I love that the departments at Marywood are small and close-knit. Of course, it helps that I’m part of the two best departments in the school (and the most fun, omg). Walking into the English department after a long day feels like home, and wandering around Immaculata is what keeps me going. (I don’t think it’s just a coincidence that my room is right above the Foreign Language department.)

As always, though, it’s about the people. I’m so glad to have met Mike and Kasey; they’ve made this semester so great for me. Mike and I really are the same person, and I do think I was meant to meet him.
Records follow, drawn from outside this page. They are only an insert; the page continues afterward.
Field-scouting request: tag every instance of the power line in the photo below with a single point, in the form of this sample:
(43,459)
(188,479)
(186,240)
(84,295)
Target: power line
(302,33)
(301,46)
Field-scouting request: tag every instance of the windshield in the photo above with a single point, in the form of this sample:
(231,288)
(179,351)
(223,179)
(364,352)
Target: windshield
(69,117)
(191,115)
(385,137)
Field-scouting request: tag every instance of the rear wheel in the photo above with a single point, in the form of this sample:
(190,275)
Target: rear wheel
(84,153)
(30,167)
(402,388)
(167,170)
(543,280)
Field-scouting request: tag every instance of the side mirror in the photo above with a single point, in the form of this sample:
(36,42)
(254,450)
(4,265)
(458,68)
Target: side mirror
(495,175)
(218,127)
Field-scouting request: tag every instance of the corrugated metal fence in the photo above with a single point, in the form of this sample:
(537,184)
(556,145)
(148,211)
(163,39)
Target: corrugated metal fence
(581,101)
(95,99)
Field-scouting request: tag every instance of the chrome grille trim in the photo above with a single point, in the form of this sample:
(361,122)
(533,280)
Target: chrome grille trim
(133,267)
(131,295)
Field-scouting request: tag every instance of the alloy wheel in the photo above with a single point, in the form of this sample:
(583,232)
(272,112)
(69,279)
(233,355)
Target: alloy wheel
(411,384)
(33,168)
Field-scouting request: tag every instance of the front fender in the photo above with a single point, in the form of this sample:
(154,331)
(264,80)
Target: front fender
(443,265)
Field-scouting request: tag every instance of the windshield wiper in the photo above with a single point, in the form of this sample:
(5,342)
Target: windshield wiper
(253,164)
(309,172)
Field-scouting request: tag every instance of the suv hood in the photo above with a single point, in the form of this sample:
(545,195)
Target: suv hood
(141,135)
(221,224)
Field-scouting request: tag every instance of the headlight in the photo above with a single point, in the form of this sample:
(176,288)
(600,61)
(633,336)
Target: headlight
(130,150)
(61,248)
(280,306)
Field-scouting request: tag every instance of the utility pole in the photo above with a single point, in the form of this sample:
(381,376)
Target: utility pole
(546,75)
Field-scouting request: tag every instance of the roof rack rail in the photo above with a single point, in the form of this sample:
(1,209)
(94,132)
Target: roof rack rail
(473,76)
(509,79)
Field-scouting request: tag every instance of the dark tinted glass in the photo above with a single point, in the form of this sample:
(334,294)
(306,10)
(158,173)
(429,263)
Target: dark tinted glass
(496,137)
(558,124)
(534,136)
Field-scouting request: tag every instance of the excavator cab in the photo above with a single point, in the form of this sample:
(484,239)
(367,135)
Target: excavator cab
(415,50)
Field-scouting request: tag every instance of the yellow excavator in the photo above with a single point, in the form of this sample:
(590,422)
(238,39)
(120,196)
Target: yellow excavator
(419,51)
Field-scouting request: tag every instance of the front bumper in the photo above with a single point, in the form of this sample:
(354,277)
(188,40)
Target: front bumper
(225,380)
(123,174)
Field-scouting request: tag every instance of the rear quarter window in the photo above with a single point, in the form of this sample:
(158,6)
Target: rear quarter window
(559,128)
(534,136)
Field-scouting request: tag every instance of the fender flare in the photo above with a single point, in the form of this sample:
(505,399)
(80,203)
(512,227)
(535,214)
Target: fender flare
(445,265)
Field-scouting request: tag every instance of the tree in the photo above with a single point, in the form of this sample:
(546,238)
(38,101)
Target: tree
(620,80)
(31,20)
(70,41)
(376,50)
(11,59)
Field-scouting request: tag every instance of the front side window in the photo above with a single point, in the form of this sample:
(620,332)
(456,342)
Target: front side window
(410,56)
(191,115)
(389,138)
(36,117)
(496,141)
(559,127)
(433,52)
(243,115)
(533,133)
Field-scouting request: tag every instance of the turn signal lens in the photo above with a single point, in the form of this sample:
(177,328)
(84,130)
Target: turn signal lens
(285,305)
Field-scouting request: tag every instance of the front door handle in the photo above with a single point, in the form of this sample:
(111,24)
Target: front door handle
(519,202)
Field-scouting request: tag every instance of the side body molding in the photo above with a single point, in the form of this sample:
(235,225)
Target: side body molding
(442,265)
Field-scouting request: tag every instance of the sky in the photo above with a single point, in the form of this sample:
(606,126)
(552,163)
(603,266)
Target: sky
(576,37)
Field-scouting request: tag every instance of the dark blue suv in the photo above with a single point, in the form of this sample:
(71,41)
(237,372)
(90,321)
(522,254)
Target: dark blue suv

Our Dora and Diego adventures have been some of the best moments of my life, and I wouldn’t trade that for prestigious, stuffy Carnegie Mellon if I could. I’m grateful to have met two women who serve as real inspirations both academically and personally. These four people have made the journey totally and completely worth it, and if I hadn’t had the long journey, I don’t think I’d appreciate just how wonderful things have been at Marywood. (Oh, yes, there have been dark moments at MU, but they made me stronger and appreciate the good that much more.)

I was meant to take this path, and I was definitely meant to end up at Marywood. Sometimes the path is winding, but we all get to where we’re meant to go in the end.